Cleantech Receives Notice of Non-Compliance
Wuxi-based Cleantech Solutions International Inc. (Nasdaq: CLNT)(formerly China Wind Systems [CWS]) has received a notice of non-compliance from Nasdaq, stating the company has has failed to comply with the $1.00 minimum bid price required for continued listing on The Nasdaq Global Market. The company failed to meet this test because the closing bid price for the company’s common stock for each trading day in the 30 day period from July 27, 2011 to September 7, 2011 was less than $1.00 per share.

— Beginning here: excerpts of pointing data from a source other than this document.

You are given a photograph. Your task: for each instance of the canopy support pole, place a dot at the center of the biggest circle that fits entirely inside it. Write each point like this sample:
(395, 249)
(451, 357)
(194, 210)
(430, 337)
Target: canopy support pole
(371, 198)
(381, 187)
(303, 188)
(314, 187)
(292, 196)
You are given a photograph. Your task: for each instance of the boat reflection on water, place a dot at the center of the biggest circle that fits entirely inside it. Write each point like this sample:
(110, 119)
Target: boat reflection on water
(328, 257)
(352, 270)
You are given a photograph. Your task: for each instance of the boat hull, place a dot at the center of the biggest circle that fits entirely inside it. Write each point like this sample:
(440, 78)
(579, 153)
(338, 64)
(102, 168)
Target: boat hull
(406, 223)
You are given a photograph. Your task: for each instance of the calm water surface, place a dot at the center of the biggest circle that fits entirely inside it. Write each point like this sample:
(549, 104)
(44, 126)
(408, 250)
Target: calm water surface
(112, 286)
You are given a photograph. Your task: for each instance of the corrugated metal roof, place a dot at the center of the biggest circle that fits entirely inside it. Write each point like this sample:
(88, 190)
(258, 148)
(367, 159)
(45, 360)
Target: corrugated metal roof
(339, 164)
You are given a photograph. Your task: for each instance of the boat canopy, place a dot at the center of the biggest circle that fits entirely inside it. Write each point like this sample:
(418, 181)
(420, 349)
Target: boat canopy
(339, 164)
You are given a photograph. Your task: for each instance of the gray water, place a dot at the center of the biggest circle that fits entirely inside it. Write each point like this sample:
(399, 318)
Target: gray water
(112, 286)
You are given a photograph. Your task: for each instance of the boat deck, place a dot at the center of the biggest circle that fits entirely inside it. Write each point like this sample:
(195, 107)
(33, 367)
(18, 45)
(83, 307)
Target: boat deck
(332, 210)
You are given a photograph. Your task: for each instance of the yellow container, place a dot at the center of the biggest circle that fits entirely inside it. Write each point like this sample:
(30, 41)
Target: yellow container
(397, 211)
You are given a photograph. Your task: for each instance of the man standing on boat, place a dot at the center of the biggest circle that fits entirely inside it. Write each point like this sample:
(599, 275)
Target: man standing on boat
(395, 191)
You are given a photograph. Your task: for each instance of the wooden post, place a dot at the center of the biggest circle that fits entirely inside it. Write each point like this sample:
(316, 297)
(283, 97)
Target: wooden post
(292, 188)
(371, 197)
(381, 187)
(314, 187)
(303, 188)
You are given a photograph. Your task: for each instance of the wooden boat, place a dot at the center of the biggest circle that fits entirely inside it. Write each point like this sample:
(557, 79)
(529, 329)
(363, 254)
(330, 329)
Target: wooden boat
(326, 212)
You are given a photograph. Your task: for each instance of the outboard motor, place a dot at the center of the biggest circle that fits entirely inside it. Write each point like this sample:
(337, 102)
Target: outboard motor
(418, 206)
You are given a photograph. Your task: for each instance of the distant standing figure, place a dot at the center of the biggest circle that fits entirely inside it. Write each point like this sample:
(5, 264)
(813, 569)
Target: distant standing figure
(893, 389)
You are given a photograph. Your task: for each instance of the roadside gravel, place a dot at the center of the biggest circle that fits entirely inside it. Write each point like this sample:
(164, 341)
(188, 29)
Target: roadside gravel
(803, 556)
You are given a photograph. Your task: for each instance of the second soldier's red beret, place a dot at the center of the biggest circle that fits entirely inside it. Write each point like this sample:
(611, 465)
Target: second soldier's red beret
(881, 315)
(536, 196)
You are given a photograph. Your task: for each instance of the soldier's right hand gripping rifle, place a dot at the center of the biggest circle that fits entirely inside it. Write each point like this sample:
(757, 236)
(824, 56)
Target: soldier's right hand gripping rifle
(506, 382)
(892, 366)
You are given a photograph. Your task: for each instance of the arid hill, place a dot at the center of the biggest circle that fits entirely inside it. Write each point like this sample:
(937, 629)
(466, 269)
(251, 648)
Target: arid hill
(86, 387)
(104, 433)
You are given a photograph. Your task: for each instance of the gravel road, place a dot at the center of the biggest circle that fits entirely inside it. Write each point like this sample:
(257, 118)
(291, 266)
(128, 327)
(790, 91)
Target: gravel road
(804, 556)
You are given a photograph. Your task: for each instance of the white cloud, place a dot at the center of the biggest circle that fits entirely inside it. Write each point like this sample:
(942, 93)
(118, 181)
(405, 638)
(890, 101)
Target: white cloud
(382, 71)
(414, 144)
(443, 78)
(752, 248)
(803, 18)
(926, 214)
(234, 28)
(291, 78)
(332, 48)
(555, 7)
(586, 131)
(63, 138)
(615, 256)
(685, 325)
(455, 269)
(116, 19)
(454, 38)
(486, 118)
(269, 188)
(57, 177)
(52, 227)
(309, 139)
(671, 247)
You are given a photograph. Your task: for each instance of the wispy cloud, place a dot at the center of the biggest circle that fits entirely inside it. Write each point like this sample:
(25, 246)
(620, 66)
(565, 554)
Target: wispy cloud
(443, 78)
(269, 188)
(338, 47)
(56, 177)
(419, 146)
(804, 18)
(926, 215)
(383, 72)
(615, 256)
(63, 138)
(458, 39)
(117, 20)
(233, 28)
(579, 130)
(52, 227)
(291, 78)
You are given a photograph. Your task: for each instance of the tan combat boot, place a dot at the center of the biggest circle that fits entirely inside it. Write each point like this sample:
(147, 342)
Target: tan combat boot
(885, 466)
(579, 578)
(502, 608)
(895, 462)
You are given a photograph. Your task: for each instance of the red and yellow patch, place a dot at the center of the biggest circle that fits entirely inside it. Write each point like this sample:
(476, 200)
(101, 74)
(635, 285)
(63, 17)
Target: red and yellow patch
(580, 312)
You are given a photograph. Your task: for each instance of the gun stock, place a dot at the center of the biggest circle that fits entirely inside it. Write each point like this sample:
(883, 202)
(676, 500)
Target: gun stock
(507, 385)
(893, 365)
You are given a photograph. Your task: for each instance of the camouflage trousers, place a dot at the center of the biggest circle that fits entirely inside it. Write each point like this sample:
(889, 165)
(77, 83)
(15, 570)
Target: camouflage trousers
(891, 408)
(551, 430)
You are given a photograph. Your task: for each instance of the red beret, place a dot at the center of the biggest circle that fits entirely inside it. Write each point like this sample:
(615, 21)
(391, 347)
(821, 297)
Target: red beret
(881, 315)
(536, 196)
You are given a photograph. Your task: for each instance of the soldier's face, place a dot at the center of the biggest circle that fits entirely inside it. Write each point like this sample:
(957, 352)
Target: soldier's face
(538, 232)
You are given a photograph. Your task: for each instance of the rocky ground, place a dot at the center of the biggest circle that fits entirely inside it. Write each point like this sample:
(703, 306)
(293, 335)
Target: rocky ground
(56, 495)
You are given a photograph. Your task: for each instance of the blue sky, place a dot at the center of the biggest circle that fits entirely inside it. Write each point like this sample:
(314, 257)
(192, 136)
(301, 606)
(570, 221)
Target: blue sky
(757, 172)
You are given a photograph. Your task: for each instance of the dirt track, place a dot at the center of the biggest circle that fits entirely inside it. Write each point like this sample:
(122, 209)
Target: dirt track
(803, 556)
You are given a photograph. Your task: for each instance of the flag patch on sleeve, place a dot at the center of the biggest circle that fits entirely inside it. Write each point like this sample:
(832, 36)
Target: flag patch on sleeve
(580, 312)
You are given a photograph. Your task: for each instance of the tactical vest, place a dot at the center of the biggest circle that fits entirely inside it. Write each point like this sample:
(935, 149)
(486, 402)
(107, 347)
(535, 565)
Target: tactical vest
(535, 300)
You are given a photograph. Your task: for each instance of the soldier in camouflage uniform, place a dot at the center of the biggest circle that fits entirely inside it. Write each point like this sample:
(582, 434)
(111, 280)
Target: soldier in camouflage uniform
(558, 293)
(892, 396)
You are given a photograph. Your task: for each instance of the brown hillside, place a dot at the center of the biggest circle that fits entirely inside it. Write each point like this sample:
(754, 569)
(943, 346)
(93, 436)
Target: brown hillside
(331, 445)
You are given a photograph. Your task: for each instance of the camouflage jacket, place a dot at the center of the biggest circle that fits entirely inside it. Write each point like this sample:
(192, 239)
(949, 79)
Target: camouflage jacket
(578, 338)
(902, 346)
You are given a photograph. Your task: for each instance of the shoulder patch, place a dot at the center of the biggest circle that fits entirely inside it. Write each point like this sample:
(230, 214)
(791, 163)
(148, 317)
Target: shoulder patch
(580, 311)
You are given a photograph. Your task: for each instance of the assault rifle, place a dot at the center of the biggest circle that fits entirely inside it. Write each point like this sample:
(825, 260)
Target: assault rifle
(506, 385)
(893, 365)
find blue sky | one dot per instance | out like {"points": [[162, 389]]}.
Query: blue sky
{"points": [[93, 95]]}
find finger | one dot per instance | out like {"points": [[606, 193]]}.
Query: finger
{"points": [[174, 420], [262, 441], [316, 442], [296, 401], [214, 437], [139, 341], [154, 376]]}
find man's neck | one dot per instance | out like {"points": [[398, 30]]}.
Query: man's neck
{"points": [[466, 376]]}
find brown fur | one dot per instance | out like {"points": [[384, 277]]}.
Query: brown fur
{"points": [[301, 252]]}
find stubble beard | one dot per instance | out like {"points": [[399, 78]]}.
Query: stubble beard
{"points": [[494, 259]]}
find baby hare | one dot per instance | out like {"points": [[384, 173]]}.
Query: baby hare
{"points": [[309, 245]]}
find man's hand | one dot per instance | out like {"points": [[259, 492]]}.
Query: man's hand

Charm Communications Inc. Announces US$10 Million Share Repurchase Program
The board of Beijing-based advertising agency Charm Communications Inc. (Nasdaq: CHRM) has approved a share repurchase program of up to U.S. $10 million of its issued and outstanding American Depositary Shares (ADS). The company will implement the program with an initial duration of 12 months. The repurchases will be made from time to time either on the open market at prevailing market prices or in block trades. The timing and extent of any purchases will depend upon market conditions, the trading price of its ADSs and other factors. The board of directors will periodically review the program and make adjustments to the share repurchase plan’s terms and size. The board may also suspend or discontinue the repurchase program at any time. The company expects to pay for the repurchased shares using internally available cash.

PEOPLE

China Sky One Medical Loses Two Directors; Appoints Replacements
Harbin-based China Sky One Medical Inc. (Nasdaq: CSKI) announced that Stanely Hao has resigned his positions as Vice President, Secretary and Director of the company. In addition, Ms. Xiao-yan Han has resigned from her positions as Vice Chairman and Director. The company appointed Mr. Jian-ping Li and Mr. Wen-chao Zhang as Directors to fill the vacancies. Mr. Jian-ping Li joined the company in 2010 as general manager in charge of the company’s manufacturing facilities. Prior to that he worked as technologist at Harbin Pharmaceutical Group and Longgui Pharmacuetical Company, as CEO. Wen-chao Zhang joined the company in March 2006 as chief engineer. Prior to that, he was chief engineer at Global Green Technology Group.

DEALS
Kangtai Cactus Signs Sales Agreement With Two German Companies
Harbin-based China Kangtai Cactus Biotech Inc. (OTC BB: CKGT) has signed sales agreements with Apollo Duty Free Shop GMBH and Tobosst Duty Free Shop GMBH, two large duty-free stores in Frankfurt, to sell Kangtai’s cactus-based “Sheng Cao” cigarettes in Germany. The company also invited several German tobacco dealers to help the company improve the taste and smell of “Sheng Cao” to enhance its quality. The company signed the agreements with the two duty-free companies in August and expects new revenue from the German market will be approximately 2.7 million EUR annually (Approximately $3.7 million USD). Kangtai has initiated discussions with these two companies about possible sales of cactus powder and neutraceuticals. [Note: CBK could not confirm the agreement with Apollo or Tobosst.]